Ten days after the Upper West Side store opened in March, Ms. Dundas called. “I am so not in Kansas anymore,” she said. “Manhattan is not Brooklyn.”

The first week and a half had been unexpectedly bumpy. A windstorm had torn down the awning. The chief operating officer, after eight years on the job, had announced her departure. And then there were the shoplifters.

Like Blue Marble’s other branches, the Upper West Side location offered a small, curated selection of nonedible merchandise, like hand-sewn pillows made with certified organic fabric and “We the People” masks from Resistance by Design.

“Somebody shoplifted a sweater yesterday,” Ms. Dundas said with a sigh, “and wore it into the smoke shop next door this morning. My friend made it, and there are only five, four of which are still in the store. So I went to the police station, and they said, ‘Is this your first business in New York?’”

In the days since, for the first time in her 14 years as a shopkeeper, Ms. Dundas had installed cameras and hired a security guard. “We had shoplifting in Brooklyn,” she said, “but never like this.”

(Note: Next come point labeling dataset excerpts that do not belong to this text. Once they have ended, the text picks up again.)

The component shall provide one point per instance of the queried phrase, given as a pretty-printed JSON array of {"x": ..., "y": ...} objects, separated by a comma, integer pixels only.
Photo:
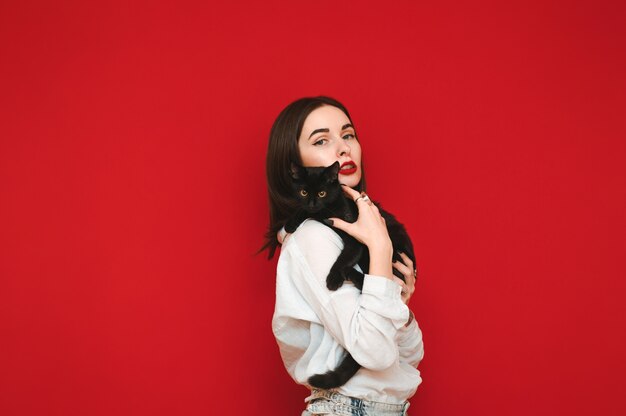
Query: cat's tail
[{"x": 337, "y": 377}]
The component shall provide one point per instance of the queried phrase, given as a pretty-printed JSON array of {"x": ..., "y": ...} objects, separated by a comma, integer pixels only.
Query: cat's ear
[
  {"x": 297, "y": 172},
  {"x": 333, "y": 170}
]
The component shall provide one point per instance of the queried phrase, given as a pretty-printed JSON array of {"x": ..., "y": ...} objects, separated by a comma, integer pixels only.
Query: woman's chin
[{"x": 350, "y": 180}]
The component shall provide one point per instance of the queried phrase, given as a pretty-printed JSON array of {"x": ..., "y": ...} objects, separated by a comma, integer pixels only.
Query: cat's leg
[{"x": 337, "y": 377}]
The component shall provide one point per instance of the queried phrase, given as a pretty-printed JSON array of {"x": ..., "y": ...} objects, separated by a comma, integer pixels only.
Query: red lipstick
[{"x": 350, "y": 168}]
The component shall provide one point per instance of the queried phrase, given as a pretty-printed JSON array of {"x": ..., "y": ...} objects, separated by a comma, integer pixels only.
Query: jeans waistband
[{"x": 352, "y": 405}]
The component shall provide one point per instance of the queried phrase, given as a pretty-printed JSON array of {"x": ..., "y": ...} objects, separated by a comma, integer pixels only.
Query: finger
[{"x": 398, "y": 281}]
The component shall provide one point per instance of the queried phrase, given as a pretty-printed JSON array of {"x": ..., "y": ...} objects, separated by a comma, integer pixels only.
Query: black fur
[{"x": 321, "y": 197}]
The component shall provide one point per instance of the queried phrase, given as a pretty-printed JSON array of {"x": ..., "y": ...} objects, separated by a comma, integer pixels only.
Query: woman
[{"x": 314, "y": 326}]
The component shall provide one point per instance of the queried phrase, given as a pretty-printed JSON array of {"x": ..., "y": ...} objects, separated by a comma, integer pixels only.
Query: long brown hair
[{"x": 282, "y": 150}]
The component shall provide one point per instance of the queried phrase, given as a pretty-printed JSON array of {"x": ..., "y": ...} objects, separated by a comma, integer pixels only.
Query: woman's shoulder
[{"x": 314, "y": 234}]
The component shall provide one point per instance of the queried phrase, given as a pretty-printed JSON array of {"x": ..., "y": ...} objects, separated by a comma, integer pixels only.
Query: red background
[{"x": 132, "y": 197}]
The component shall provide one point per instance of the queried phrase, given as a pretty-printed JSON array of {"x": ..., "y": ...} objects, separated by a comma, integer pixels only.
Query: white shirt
[{"x": 313, "y": 326}]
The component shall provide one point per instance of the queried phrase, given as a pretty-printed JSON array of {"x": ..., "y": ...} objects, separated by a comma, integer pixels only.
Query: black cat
[{"x": 320, "y": 196}]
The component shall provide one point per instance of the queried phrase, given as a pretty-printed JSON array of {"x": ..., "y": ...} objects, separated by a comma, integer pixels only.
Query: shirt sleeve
[
  {"x": 410, "y": 344},
  {"x": 365, "y": 323}
]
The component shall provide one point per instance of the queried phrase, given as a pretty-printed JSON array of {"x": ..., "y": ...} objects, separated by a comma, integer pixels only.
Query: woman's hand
[
  {"x": 369, "y": 228},
  {"x": 282, "y": 235},
  {"x": 406, "y": 267}
]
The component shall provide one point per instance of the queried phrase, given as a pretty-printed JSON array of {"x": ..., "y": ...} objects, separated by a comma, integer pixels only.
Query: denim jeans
[{"x": 331, "y": 403}]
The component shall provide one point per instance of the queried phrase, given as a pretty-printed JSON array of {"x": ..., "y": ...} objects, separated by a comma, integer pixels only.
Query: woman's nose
[{"x": 344, "y": 148}]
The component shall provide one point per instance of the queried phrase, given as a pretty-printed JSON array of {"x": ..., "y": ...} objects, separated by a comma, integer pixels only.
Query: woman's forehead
[{"x": 325, "y": 116}]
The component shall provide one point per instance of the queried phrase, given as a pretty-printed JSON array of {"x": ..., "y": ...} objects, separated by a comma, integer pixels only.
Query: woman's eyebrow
[{"x": 326, "y": 130}]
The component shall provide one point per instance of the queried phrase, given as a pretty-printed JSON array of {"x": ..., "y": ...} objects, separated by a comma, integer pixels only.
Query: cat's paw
[
  {"x": 356, "y": 277},
  {"x": 334, "y": 280}
]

In Manhattan, she said, she found that city inspectors were more vigilant. Customers were more engaged, whether emailing to demand a summer job for a child or dictating a reset of the store’s feng shui.

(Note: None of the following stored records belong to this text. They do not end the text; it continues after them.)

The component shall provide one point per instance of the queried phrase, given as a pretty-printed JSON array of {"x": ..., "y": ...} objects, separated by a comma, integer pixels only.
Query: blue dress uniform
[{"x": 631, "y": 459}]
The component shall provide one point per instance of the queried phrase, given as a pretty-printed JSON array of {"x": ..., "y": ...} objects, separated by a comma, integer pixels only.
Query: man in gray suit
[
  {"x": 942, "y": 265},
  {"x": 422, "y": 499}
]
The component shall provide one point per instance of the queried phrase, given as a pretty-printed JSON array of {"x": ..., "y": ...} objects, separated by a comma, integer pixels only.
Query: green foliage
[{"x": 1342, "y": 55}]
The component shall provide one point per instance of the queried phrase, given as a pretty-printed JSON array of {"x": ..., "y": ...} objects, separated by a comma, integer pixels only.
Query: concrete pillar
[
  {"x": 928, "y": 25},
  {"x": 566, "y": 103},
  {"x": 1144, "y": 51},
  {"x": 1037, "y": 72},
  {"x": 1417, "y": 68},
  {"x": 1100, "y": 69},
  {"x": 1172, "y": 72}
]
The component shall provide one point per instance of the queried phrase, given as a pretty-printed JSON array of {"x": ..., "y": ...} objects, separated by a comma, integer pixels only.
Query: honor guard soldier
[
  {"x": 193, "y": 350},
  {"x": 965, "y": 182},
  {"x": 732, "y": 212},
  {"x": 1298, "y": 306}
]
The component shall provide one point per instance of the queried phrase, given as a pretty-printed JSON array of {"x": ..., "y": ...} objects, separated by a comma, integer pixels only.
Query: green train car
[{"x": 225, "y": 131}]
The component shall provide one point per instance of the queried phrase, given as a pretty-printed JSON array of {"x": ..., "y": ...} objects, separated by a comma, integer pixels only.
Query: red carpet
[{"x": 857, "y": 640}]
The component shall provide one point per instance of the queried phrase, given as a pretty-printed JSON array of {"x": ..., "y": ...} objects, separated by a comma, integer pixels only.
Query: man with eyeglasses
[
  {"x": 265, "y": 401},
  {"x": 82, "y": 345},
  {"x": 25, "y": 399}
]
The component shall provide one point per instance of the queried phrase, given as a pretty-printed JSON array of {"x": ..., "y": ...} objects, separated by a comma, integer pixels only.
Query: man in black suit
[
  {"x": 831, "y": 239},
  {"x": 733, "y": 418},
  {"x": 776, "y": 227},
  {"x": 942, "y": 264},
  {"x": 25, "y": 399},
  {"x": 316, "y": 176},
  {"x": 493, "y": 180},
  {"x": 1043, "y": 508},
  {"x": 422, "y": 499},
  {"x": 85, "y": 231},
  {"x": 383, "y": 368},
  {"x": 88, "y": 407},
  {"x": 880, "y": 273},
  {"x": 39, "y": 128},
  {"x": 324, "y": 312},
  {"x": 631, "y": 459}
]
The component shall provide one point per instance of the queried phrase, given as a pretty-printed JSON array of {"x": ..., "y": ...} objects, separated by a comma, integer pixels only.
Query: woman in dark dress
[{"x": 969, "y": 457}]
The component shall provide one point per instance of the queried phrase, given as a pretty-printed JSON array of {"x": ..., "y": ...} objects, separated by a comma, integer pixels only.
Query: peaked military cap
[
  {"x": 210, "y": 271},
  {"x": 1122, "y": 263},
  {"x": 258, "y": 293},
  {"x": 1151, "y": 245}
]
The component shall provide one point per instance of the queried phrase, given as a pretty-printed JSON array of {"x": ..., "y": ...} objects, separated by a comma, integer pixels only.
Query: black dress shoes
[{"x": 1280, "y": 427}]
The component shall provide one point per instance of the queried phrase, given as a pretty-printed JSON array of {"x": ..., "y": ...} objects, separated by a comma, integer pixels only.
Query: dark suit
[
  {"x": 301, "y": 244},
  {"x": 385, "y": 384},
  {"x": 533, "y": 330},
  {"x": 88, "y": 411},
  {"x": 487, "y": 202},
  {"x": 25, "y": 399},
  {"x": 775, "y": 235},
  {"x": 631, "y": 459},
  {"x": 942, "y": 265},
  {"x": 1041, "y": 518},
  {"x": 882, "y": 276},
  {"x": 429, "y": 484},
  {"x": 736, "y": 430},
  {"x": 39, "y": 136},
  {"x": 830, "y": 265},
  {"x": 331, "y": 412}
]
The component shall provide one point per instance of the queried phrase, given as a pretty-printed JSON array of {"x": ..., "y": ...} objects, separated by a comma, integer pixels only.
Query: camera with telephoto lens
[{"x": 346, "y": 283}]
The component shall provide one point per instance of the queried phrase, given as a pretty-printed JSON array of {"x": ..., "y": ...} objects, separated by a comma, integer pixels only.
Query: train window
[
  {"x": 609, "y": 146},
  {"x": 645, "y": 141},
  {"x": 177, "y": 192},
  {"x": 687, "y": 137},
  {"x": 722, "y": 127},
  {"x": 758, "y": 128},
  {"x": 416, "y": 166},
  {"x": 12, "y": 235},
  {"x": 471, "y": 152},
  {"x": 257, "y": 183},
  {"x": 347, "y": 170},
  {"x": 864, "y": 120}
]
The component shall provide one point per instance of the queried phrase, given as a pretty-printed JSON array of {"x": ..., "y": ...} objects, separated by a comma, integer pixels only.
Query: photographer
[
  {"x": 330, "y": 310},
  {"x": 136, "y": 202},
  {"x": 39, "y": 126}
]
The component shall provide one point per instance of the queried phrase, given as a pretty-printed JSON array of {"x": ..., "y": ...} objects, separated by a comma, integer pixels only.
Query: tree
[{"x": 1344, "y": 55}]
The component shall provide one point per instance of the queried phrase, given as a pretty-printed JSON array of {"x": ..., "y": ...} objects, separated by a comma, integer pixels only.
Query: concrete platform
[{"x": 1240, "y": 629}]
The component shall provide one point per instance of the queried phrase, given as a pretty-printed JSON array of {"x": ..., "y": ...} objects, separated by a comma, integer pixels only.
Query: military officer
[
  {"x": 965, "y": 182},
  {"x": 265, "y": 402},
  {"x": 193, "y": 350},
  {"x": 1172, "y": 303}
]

“It makes me feel like Brooklyn is a Podunk town,” Ms. Dundas said.

But the numbers were fantastic, she said. So good that despite the national labor shortage and a still-depleted population on the Upper West Side — “I’ll know the pandemic is over when I can’t get a parking space whenever I want,” Ms. Dundas said — a month after opening, Blue Marble signed a lease for a second Upper West Side scoop shop.